Os que apregoam o acaso devem necessariamente, diante do universo

organizado (cosmos) falar de evolução no seu sentido absoluto. Mas há uma

incompatibilidade entre acaso e evolução, pois a matemática estudando o acaso puro

deduziu algumas leis estatísticas: a) o acaso é pura irregularidade; b) o acaso é anti-

unitário, ele não tem plano de unificação e de coordenação de partes. Quanto mais se

torna complexo um ser, mais unidade há entre as partes, diminuindo a probabilidade de

que tenham sido unidas pelo acaso; c) o acaso é necessariamente inconstante; d) o acaso

puro não é gradual.

Concluamos sem mais com três parágrafos do prêmio Nobel de física de 1966,

Alfred Kastler, que, perguntado sobre o finalismo dos seres vivo, respondia:

“Gostaria de contar uma parábola. Vamos supor que

durante a próxima viagem lunar seja explorada a face oculta da

lua, isto é, aquela que está do outro lado, que não podemos

ver...Suponhamos que os astronautas tenham a surpresa de

encontrar ali uma fábrica automática de alumínio: há hoje na terra

fábricas totalmente automáticas. Eles veriam, de um lado, pás

escavando o solo e recolhendo a alumina, e, do outro, barras de

alumínio saindo. Encontrariam aparelhagens típicas da física,

processos de eletrólise, porque o alumínio é produzido pela

eletrólise de uma solução de alumina com criolita. Em outras


palavras, depois de examinar essa fábrica, os astronautas

constatariam que estavam diante de fenômenos físicos normais

que as leis da casualidade poderiam explicar perfeitamente.
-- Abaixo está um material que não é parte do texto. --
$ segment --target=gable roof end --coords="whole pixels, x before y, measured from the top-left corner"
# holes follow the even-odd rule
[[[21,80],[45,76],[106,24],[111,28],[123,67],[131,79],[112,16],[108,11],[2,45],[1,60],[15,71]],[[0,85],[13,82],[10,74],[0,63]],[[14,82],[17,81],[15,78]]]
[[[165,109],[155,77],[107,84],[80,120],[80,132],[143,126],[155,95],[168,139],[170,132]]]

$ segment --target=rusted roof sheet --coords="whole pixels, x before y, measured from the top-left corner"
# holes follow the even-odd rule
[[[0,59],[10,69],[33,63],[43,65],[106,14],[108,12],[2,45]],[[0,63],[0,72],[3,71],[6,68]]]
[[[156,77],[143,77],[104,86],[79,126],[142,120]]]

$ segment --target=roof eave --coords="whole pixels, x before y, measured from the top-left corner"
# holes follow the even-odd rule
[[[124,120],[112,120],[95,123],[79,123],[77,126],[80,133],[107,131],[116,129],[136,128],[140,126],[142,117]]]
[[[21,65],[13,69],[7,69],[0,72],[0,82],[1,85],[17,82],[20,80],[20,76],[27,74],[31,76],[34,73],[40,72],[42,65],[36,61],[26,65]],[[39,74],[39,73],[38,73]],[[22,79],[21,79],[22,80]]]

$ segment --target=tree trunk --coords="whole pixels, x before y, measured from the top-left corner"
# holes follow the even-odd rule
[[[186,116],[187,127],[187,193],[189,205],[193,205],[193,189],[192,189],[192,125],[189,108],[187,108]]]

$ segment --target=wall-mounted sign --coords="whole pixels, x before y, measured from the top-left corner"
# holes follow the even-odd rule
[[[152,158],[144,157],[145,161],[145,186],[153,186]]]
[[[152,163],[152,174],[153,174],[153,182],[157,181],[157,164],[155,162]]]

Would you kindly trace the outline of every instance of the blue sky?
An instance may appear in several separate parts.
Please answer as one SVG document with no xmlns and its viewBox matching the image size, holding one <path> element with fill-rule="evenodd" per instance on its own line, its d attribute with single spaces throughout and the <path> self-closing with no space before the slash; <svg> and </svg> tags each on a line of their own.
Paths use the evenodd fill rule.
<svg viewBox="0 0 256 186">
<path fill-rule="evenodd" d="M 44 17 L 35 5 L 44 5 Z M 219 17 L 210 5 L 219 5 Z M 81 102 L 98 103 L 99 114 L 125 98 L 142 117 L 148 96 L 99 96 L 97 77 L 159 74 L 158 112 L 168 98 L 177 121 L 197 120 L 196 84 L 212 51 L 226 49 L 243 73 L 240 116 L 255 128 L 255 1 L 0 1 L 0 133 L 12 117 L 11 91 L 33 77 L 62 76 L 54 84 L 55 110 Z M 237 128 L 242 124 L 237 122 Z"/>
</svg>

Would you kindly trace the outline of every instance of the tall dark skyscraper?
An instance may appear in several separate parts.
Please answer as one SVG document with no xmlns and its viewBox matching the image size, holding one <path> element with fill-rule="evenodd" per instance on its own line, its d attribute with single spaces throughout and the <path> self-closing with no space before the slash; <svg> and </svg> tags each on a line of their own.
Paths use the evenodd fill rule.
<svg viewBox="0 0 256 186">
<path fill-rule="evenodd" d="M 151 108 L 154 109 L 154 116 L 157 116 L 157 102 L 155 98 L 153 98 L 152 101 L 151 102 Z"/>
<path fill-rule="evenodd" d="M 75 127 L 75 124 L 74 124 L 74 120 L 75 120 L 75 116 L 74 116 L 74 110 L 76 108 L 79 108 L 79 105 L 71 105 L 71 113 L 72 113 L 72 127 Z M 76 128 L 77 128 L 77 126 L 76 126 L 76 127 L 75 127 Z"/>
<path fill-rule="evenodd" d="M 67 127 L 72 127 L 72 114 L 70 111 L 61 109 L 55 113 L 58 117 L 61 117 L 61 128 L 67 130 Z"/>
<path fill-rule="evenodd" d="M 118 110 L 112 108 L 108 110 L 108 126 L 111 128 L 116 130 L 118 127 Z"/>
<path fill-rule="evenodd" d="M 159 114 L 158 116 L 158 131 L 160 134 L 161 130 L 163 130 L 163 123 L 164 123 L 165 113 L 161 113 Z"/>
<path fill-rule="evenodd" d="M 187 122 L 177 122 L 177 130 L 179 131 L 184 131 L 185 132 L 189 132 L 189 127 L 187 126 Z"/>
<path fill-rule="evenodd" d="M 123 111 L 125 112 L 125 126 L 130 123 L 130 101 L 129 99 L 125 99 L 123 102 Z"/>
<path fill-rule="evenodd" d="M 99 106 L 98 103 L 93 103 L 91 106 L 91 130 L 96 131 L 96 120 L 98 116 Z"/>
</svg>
Deveriam talvez concluir que o acaso criou tal fábrica ou, então,

que seres inteligentes desceram à lua antes deles e a construíram?

As duas explicações são possíveis. Mas eu pergunto:

seria lógico considerar que o acaso uniu as moléculas de maneira

a criar semelhante fábrica automática? Ninguém aceitaria tal

interpretação. Pois bem, num ser vivo encontramos um sistema

infinitamente mais complexo do que uma fábrica automática.

Querer admitir que o acaso criou tais seres parece-me absurdo”.

Se o acaso e a evolução não explicam suficiente e racionalmente a existência do

universo, continuemos nossas buscas e nos surpreenderemos com as respostas que

alcançaremos.
Conclusão

A fé nos abre um horizonte de possibilidades de tal forma que, quem se nega a

reconhecê-la em sua vida, acaba por passar pelo mundo com uma visão muito restrita

em relação a própria vida.

A fé assim, não é um limitador, mas é um instrumento que amplia o sentido de

nossa existência.
Bibliografia

Conferir na Bibliografia Geral do Programa da Dsiciplina.